A Lincoln County man who asked for a paternity test after being ordered to pay back child support was not entitled to the test, the Arkansas Supreme Court ruled Thursday.

Franklin Perry failed to request the test before the child turned 18, the age at which a non-custodian parent’s obligation to pay support ends, Associate Justice Jim Gunter said in the ruling.

The ruling reversed an order from Circuit Judge Leon N. Jamison of Jefferson County.

A paternity complaint was filed against Perry on April 11, 2004, alleging he was the father of a child born in 1987, and a judgment was entered against Perry on Jan. 26, 1995, ordering him to pay $40 per week support.

That figure reflected $32.50 for regular support, with the remaining $7.50 going to retroactive support.

The court ruling said Perry apparently didn’t comply with the order, because on May 13, 2009, the Arkansas Office of Child Support Enforcement asked for a judgment of $14,195.72 in back support from Perry, who denied owing the money.

On June 11, 2009, Perry asked for a paternity test, and the state agency argued that because the child turned 18 in 2005, Perry’s request was outside the time limit allowed under state law.

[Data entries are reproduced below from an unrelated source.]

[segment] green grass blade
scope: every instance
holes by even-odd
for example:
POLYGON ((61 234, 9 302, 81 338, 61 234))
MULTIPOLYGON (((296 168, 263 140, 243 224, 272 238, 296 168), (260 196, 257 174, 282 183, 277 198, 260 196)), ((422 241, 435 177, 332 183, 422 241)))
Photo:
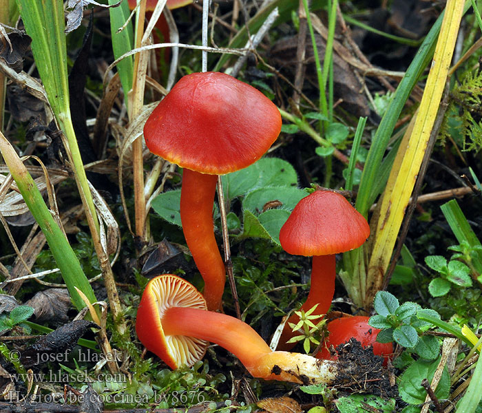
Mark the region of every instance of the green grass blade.
POLYGON ((49 103, 67 138, 79 191, 84 195, 85 206, 90 211, 98 230, 97 215, 70 116, 63 1, 17 0, 17 3, 27 34, 32 38, 32 52, 49 103))
POLYGON ((357 155, 358 149, 360 147, 362 142, 362 136, 363 136, 363 130, 365 128, 366 123, 366 118, 360 118, 358 120, 357 130, 355 132, 355 138, 353 138, 353 144, 351 146, 351 153, 350 154, 350 162, 348 162, 348 178, 346 178, 346 189, 351 191, 353 189, 353 174, 355 173, 355 165, 357 163, 357 155))
MULTIPOLYGON (((465 2, 464 13, 470 4, 470 0, 465 2)), ((365 217, 367 217, 370 206, 375 201, 374 197, 378 195, 372 192, 372 187, 379 182, 378 173, 395 124, 413 87, 432 59, 443 18, 443 13, 441 13, 423 40, 399 84, 372 140, 355 204, 358 211, 365 217)))
MULTIPOLYGON (((470 246, 481 246, 481 242, 470 227, 470 224, 455 200, 446 202, 440 209, 442 210, 443 216, 447 220, 452 232, 454 233, 460 244, 465 241, 470 246)), ((482 251, 476 250, 474 253, 476 254, 477 258, 472 260, 472 264, 479 274, 482 274, 482 251)))
POLYGON ((52 254, 67 284, 74 305, 78 310, 85 306, 83 300, 75 290, 76 286, 87 296, 91 303, 95 302, 97 301, 95 294, 82 270, 77 257, 74 253, 62 230, 54 220, 27 168, 1 133, 0 133, 0 151, 12 176, 17 182, 25 203, 47 240, 52 254))
MULTIPOLYGON (((109 0, 109 4, 116 4, 118 0, 109 0)), ((130 14, 127 1, 123 1, 119 7, 109 9, 110 14, 110 30, 112 36, 112 50, 114 56, 118 59, 123 54, 130 52, 134 47, 134 30, 132 23, 129 23, 124 29, 117 32, 127 21, 130 14)), ((129 56, 123 59, 117 64, 117 71, 119 73, 122 87, 124 89, 124 100, 127 103, 127 93, 132 88, 134 76, 134 59, 129 56)))

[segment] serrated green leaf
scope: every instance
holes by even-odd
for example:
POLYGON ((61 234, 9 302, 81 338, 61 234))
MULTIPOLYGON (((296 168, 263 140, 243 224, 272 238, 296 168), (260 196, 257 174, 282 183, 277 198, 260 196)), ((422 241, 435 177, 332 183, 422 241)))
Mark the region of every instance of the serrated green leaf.
MULTIPOLYGON (((417 360, 405 370, 400 377, 399 392, 402 400, 412 405, 421 404, 425 402, 427 392, 420 384, 423 379, 432 381, 440 358, 433 361, 417 360)), ((444 368, 442 376, 435 389, 435 395, 439 399, 447 399, 450 388, 450 377, 446 368, 444 368)))
POLYGON ((370 317, 368 324, 375 328, 383 330, 384 328, 391 328, 392 325, 388 322, 386 317, 377 315, 370 317))
POLYGON ((270 209, 260 214, 260 224, 269 234, 271 241, 280 245, 280 230, 289 216, 289 211, 284 209, 270 209))
POLYGON ((425 263, 437 273, 447 273, 447 260, 441 255, 428 255, 425 257, 425 263))
POLYGON ((377 335, 378 343, 391 343, 393 341, 393 328, 385 328, 377 335))
POLYGON ((19 324, 30 318, 34 311, 34 310, 28 306, 19 306, 10 311, 10 319, 14 323, 19 324))
POLYGON ((428 292, 432 297, 441 297, 450 290, 450 282, 437 277, 428 284, 428 292))
POLYGON ((152 209, 168 222, 182 226, 180 213, 180 189, 160 193, 151 204, 152 209))
POLYGON ((399 307, 397 297, 388 291, 379 291, 375 296, 373 307, 380 315, 387 316, 395 314, 397 308, 399 307))
POLYGON ((326 386, 324 384, 311 384, 300 386, 300 390, 307 394, 323 394, 326 390, 326 386))
POLYGON ((434 336, 421 336, 414 350, 423 359, 434 360, 440 354, 440 342, 434 336))
POLYGON ((367 394, 350 394, 346 397, 340 397, 336 402, 336 406, 341 413, 366 413, 368 404, 380 413, 392 413, 395 410, 395 399, 382 399, 379 396, 367 394))
POLYGON ((447 279, 461 287, 472 286, 472 279, 469 276, 470 269, 460 261, 452 260, 448 263, 447 279))
POLYGON ((335 147, 317 147, 315 149, 315 152, 318 156, 325 158, 333 155, 335 151, 335 147))
POLYGON ((324 115, 319 112, 308 112, 305 114, 304 117, 307 119, 317 119, 318 120, 329 120, 324 115))
POLYGON ((404 320, 405 319, 417 314, 417 311, 418 310, 419 306, 417 304, 410 301, 407 301, 401 304, 401 306, 395 310, 395 315, 399 320, 404 320))
POLYGON ((242 207, 253 213, 260 213, 269 202, 278 201, 283 209, 291 211, 302 199, 308 195, 306 191, 286 187, 269 187, 251 191, 244 197, 242 207))
POLYGON ((412 348, 417 346, 419 335, 412 326, 400 326, 393 330, 393 340, 400 346, 412 348))

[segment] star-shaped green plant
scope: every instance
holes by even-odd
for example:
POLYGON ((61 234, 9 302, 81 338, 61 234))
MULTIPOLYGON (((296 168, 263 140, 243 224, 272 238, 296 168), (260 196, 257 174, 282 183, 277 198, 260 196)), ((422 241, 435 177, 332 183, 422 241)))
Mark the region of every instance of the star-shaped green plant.
POLYGON ((317 306, 318 304, 315 304, 306 312, 304 310, 295 311, 295 314, 300 317, 300 321, 297 324, 288 323, 293 331, 298 332, 300 335, 291 337, 286 343, 297 343, 303 340, 303 349, 307 354, 310 352, 311 343, 315 346, 319 346, 322 327, 326 323, 324 319, 319 321, 316 324, 313 322, 324 317, 324 314, 312 315, 317 306))

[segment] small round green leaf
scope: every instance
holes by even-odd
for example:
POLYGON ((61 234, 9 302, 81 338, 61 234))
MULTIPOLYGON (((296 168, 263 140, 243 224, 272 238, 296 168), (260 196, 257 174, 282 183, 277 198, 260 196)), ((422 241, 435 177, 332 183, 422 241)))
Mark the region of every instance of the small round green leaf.
POLYGON ((412 348, 419 341, 419 335, 412 326, 401 326, 393 331, 393 339, 400 346, 412 348))
POLYGON ((450 290, 450 282, 437 277, 428 284, 428 292, 432 297, 441 297, 450 290))
POLYGON ((472 286, 472 279, 469 274, 470 268, 460 261, 452 260, 448 263, 447 279, 461 287, 472 286))
POLYGON ((392 294, 388 291, 379 291, 375 296, 373 306, 378 314, 386 317, 390 314, 395 314, 400 304, 397 297, 392 294))

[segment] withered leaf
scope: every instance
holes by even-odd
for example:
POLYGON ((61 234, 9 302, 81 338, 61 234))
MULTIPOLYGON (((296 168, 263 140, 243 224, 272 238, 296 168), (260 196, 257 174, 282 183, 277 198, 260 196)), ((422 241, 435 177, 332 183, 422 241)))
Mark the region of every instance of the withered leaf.
POLYGON ((69 319, 67 311, 70 307, 70 297, 66 288, 49 288, 39 291, 25 305, 34 308, 37 321, 49 320, 60 324, 69 319))
POLYGON ((111 7, 117 7, 120 4, 121 1, 116 4, 107 5, 97 3, 94 0, 69 0, 67 3, 67 25, 65 26, 65 33, 75 30, 82 22, 82 16, 83 15, 83 9, 90 4, 94 4, 99 7, 105 7, 109 8, 111 7))
POLYGON ((78 411, 82 413, 101 413, 104 410, 103 398, 92 388, 90 383, 82 392, 82 401, 78 411))
POLYGON ((98 326, 87 320, 74 320, 39 339, 21 352, 20 361, 28 368, 51 359, 50 355, 68 352, 88 328, 98 326))
POLYGON ((269 413, 301 413, 303 411, 297 401, 286 396, 264 399, 256 404, 269 413))
POLYGON ((15 307, 20 304, 17 301, 15 297, 7 294, 0 294, 0 314, 6 311, 10 313, 15 307))
POLYGON ((26 34, 15 31, 9 33, 0 42, 0 57, 17 73, 23 67, 23 56, 30 45, 32 39, 26 34))
MULTIPOLYGON (((315 35, 319 59, 323 65, 323 56, 326 48, 325 40, 315 35)), ((270 55, 274 64, 282 68, 294 71, 296 66, 297 36, 279 40, 271 48, 270 55)), ((362 92, 363 87, 355 76, 352 67, 337 53, 333 53, 333 94, 335 100, 342 100, 341 106, 357 116, 370 115, 368 101, 362 92)), ((305 63, 306 77, 313 84, 317 84, 313 48, 311 40, 306 41, 305 63)))

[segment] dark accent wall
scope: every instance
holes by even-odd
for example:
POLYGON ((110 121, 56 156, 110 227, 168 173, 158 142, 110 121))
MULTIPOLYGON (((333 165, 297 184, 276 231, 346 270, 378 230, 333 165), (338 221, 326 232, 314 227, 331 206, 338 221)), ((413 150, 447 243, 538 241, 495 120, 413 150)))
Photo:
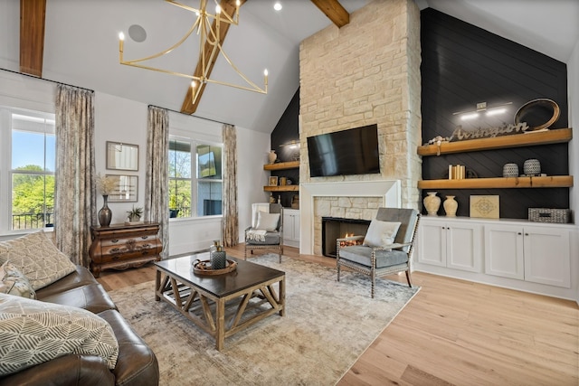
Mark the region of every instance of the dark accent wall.
MULTIPOLYGON (((450 137, 461 124, 453 113, 473 110, 479 102, 489 106, 512 102, 507 106, 508 117, 497 121, 500 125, 513 123, 515 112, 527 101, 550 99, 561 108, 551 129, 568 127, 565 63, 432 8, 422 11, 421 23, 424 143, 437 136, 450 137)), ((490 126, 498 126, 497 122, 490 126)), ((503 165, 512 162, 522 174, 523 163, 528 158, 537 158, 547 174, 569 174, 565 143, 423 157, 422 179, 445 178, 450 164, 465 165, 479 177, 499 177, 503 165)), ((569 207, 568 188, 437 192, 442 199, 456 195, 458 216, 469 216, 470 196, 475 194, 498 194, 501 218, 527 219, 529 207, 569 207)), ((422 197, 425 195, 423 191, 422 197)), ((441 205, 439 214, 444 215, 441 205)))
MULTIPOLYGON (((299 143, 299 89, 275 126, 271 138, 271 149, 275 150, 280 162, 293 161, 294 156, 299 154, 299 149, 294 150, 290 146, 280 146, 294 140, 299 143)), ((271 175, 288 177, 293 184, 299 184, 299 169, 275 170, 271 172, 271 175)), ((281 192, 274 194, 280 195, 281 204, 290 207, 291 198, 298 194, 298 192, 281 192)))

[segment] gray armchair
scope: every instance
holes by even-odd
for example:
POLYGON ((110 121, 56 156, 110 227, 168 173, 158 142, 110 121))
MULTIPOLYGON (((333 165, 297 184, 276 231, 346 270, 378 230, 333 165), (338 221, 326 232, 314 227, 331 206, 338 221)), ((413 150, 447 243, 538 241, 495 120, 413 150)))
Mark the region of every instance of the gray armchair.
POLYGON ((275 249, 283 253, 283 206, 279 203, 254 203, 252 205, 252 226, 245 230, 245 251, 253 254, 254 249, 275 249))
POLYGON ((353 236, 336 241, 337 281, 342 266, 368 275, 372 281, 372 297, 376 277, 406 272, 408 287, 413 287, 410 259, 420 213, 414 209, 379 208, 375 220, 370 224, 365 237, 353 236), (399 227, 397 223, 400 223, 399 227), (362 245, 350 245, 362 240, 362 245))

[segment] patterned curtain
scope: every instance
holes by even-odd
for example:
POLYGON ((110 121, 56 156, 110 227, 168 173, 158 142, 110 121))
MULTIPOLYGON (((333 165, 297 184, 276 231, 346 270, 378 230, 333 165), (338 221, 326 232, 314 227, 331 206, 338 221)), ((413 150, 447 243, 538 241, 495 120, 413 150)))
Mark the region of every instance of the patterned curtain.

After a hearing on Feb. 10, 2010, Jamison ruled that Perry was entitled to be tested, and after several appeals back and forth, the state Supreme Court agreed to hear the case because it involved an interpretation of a state statute.

Child Support Enforcement argued that while there was no question that the child had reached 18 and Perry’s obligation to pay current support had ended, his right to ask for a paternity test had also ended and that the law covered only current support, not money that was previously owed.

Perry argued that he was entitled to the test because of the plain language of the law, which does not state that the entitlement to the test exists only for a father paying current support, nor does it state that the child must be a minor to be tested.

The Supreme Court sent the case back to Jamison to conduct a hearing on the state’s demand for back child support from Perry.